Einstein had a similar conversation with his friend in Prague, Philipp Frank. “A new fashion has arisen in physics,” Einstein complained, which declares that certain things cannot be observed and therefore should not be ascribed reality.
“But the fashion you speak of,” Frank protested, “was invented by you in 1905!”
Replied Einstein: “A good joke should not be repeated too often.”61
The theoretical advances that occurred in the mid-1920s were shaped by Niels Bohr and his colleagues, including Heisenberg, into what became known as the Copenhagen interpretation of quantum mechanics. A property of an object can be discussed only in the context of how that property is observed or measured, and these observations are not simply aspects of a single picture but are complementary to one another.

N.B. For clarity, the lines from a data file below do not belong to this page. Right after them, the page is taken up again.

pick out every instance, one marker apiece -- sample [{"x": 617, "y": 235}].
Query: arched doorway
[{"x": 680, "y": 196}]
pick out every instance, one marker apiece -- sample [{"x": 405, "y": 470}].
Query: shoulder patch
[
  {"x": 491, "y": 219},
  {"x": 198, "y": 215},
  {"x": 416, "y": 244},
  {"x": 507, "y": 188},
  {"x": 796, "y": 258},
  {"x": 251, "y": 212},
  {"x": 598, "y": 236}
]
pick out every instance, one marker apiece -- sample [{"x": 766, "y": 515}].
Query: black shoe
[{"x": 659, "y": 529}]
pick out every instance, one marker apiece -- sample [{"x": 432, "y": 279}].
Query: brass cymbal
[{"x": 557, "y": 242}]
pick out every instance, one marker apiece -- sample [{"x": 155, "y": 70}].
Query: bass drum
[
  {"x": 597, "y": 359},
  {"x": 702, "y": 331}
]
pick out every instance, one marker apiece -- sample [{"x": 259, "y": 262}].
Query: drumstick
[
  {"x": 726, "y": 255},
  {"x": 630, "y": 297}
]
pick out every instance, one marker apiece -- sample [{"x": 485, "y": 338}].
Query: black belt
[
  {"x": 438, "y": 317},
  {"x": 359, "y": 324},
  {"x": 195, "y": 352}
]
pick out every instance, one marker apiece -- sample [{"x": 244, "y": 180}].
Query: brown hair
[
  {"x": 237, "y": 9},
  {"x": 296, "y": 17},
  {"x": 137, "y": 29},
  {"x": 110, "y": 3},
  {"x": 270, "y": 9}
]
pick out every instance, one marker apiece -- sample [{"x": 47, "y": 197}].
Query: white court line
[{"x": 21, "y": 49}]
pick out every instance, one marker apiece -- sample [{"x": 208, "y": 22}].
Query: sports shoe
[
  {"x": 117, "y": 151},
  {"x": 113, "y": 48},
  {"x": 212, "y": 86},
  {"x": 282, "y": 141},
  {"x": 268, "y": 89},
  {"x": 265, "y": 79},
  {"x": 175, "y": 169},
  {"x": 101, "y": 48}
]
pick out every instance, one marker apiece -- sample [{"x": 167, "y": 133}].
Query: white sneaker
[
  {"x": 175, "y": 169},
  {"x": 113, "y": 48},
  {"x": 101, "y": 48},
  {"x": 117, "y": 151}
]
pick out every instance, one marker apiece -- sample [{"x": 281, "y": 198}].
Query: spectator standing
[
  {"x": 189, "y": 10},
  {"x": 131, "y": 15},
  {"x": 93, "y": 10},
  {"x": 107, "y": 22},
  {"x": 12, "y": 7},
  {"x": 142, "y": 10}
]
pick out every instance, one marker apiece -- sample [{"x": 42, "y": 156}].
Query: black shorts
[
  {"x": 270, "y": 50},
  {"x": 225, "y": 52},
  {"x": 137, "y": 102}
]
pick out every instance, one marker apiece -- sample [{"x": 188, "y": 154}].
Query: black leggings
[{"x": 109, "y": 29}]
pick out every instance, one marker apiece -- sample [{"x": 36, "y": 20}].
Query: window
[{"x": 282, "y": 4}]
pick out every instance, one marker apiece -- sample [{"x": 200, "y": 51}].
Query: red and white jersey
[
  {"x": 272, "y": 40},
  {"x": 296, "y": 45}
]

In other words, there is no single underlying reality that is independent of our observations. “It is wrong to think that the task of physics is to find out how nature is,” Bohr declared. “Physics concerns what we can say about nature.”62
This inability to know a so-called “underlying reality” meant that there was no strict determinism in the classical sense. “When one wishes to calculate ‘the future’ from ‘the present’ one can only get statistical results,” Heisenberg said, “since one can never discover every detail of the present.”63
As this revolution climaxed in the spring of 1927, Einstein used the 200th anniversary of Newton’s death to defend the classical system of mechanics based on causality and certainty. Two decades earlier, Einstein had, with youthful insouciance, toppled many of the pillars of Newton’s universe, including absolute space and time. But now he was a defender of the established order, and of Newton.
In the new quantum mechanics, he said, strict causality seemed to disappear. “But the last word has not been said,” Einstein argued. “May the spirit of Newton’s method give us the power to restore union between physical reality and the profoundest characteristic of Newton’s teaching—strict causality.”64
Einstein never fully came around, even as experiments repeatedly showed quantum mechanics to be valid. He remained a realist, one who made it his creed to believe in an objective reality, rooted in certainty, that existed whether or not we could observe it.
“He does not play dice”
So what made Einstein cede the revolutionary road to younger radicals and spin into a defensive crouch?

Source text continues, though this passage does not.